Peru's government will allow the extradition to the United States of the prime suspect in the unsolved 2005 disappearance of American student Natalee Holloway on the Dutch Caribbean Island of Aruba, bringing her family hope there will be justice in the case.
Dutch citizen Joran van der Sloot will face trial on extortion and wire fraud charges, stemming from an accusation that he tried to extort the Holloway family after their daughter's disappearance.
Holloway, who lived in suburban Birmingham, Alabama, was 18 when she was last seen during a trip with classmates to Aruba. She vanished after a night with friends at a nightclub, leaving a mystery that sparked years of news coverage and countless true-crime podcasts. She was last seen leaving a bar with van der Sloot, then 18 years old.
Van der Sloot was identified as a suspect and detained, along with two Surinamese brothers, weeks later. Holloway's body was never found, and no charges were filed in the case. A judge later declared Holloway dead.
Years later, van der Sloot was arrested in Peru for the 2010 murder of 21-year-old Stephany Flores, who was killed five years to the day after Holloway's disappearance. Prosecutors accused van der Sloot of killing Flores, a business student from a prominent family, to rob her after learning she had won money at the casino where the two met. They said he killed her with "ferocity" and "cruelty," beating then strangling her in his hotel room. He pleaded guilty in 2012, and is serving 28 years in prison for the murder.
But his extradition to the U.S. stems from an alleged attempt to profit from his connection to the Holloway case. A grand jury in Alabama in 2010 indicted van der Sloot on wire fraud and extortion charges, accusing him of trying to extort hundreds of thousands of dollars from the Holloways.
Prosecutors in the U.S. allege van der Sloot accepted $25,000 in cash from Holloway's family in exchange for a promise to lead them to her body in early 2010, just before he went to Peru.
An FBI agent wrote in an affidavit that van der Sloot reached out to Holloway's mother and wanted to be paid $25,000 to disclose the location and then another $225,000 when the remains were recovered. During a recorded sting operation, van der Sloot pointed to a house where he said Holloway was buried but in later emails admitted to lying about the location, the agent said.
Peru's Minister of Justice Daniel Maurate said in a statement Wednesday the government decided to "accept the request" from U.S. authorities "for the temporary transfer" of van der Sloot to be prosecuted on extortion and fraud charges. In Peru, all extraditions must be approved by the president.

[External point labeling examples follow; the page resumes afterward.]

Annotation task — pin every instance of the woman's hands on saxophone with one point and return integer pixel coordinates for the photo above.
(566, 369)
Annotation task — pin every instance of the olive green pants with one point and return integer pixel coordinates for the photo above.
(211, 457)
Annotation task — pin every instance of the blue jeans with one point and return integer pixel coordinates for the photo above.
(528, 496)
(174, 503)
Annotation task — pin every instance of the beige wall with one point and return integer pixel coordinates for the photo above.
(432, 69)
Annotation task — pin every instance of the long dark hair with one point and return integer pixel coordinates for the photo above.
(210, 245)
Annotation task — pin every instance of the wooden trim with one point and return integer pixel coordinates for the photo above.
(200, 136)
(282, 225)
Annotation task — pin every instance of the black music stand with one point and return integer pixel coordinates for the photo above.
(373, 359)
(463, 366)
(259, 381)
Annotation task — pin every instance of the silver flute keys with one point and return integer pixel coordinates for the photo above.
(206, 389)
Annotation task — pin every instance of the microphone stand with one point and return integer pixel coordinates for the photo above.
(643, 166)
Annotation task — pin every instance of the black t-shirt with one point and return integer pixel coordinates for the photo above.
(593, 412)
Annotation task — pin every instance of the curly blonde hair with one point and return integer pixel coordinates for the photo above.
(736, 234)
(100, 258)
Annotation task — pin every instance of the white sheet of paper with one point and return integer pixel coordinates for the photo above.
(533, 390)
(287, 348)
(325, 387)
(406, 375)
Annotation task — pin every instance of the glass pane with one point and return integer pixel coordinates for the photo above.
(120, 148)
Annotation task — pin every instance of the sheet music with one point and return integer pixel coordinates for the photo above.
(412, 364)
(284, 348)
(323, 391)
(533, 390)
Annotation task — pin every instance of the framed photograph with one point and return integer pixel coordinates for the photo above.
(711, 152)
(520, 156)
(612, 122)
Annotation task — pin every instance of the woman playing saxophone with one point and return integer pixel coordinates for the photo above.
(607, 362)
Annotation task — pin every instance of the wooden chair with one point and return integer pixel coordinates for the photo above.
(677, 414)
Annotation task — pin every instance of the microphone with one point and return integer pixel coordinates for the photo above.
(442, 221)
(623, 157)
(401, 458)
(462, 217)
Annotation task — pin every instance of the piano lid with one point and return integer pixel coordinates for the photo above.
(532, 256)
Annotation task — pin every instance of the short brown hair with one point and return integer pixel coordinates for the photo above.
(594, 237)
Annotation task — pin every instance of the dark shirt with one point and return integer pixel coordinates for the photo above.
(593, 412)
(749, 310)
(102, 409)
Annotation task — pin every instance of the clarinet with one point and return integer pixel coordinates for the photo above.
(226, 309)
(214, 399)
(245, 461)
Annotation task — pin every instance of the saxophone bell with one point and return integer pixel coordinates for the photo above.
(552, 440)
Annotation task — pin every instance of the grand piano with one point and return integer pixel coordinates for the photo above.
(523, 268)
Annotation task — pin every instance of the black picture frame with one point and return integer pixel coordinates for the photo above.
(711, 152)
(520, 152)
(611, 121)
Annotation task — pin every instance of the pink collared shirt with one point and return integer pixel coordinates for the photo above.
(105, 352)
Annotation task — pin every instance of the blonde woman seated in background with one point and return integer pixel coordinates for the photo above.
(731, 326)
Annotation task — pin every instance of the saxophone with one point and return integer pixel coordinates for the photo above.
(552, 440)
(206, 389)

"We will continue to collaborate on legal issues with allies such as the United States, and many others with which we have extradition treaties," said Edgar Alfredo Rebaza, director of Peru's Office of International Judicial Cooperation and Extraditions of the National Prosecutor's Office.
A 2001 treaty between Peru and the U.S. allows a suspect to be temporarily extradited to face trial in the other country. It requires that the prisoner "be returned" after judicial proceedings are concluded "against that person, in accordance with conditions to be determined by" both countries.
In a statement, the young woman's mother, Beth Holloway, said she was blessed to have Natalee in her life for 18 years.
"She would be 36 years old now. It has been a very long and painful journey, but the persistence of many is going to pay off. Together, we are finally getting justice for Natalee," Beth Holloway said.
Attorney Maximo Altez, who represents van der Sloot, told the AP he will fight the decision once he is properly notified by the Peruvian government.
"I am going to challenge that resolution," Altez said. "I am going to oppose it since he has the right to a defense."
Van der Sloot could not immediately be reached for comment on Wednesday. More than a decade ago, he told a Peruvian judge that he would fight efforts to be extradited to the U.S.
Van der Sloot married a Peruvian woman in July 2014 in a ceremony at a maximum-security prison.